1 c sugar, or to taste (that's all me. I added sugar after the pears are done...in the part below when we're making syrup. Maybe if I had used better port, I wouldn't have needed to add sugar, but I have quite a sweet tooth, so who knows.)
1 c water
1 cinnamon stick (apparently you can't use ground cinnamon, as it will make a slimy mess. I have not tried this out. I don't want a slimy mess for dessert. If you happen to live near a Henry's, in their bulk spices section, you can buy just one cinnamon stick, and it will cost you about $0.15.
1 vanilla bean, split in half lengthwise
4 black peppercorns

In a deep pot, bring all of the poaching fluid ingredients to a boil. Reduce the heat and simmer for 5 minutes, making sure all of the sugar is dissolved.

Bring the poaching fluid to barely a simmer (yes, this is repetitive). Add the pears and cover with an inverted plate to keep them submerged below the surface of the poaching liquid.

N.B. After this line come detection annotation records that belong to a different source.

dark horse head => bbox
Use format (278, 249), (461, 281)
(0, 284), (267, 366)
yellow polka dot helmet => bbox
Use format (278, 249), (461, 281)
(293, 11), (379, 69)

Poach for about 15 minutes, or until tender.

Transfer the pears to a platter and cool to room temperature.

Remove spices from the poaching liquid (I can never find my peppercorns, so they just stay in there. It's like a little adventure for whoever gets a bite of one!). Increase the heat of the poaching fluid and boil it until it is reduced to a light syrup consistency. This is actually what the directions say, including parentheses: (This takes approximately 30 minutes, and it is totally worth it!)

Cool syrup to room temperature.

Cut the pears in half and fan them on dessert plates. Serve with a scoop of ice cream, and drizzle some of the port sauce. Try not to lick the pot in front of any guests!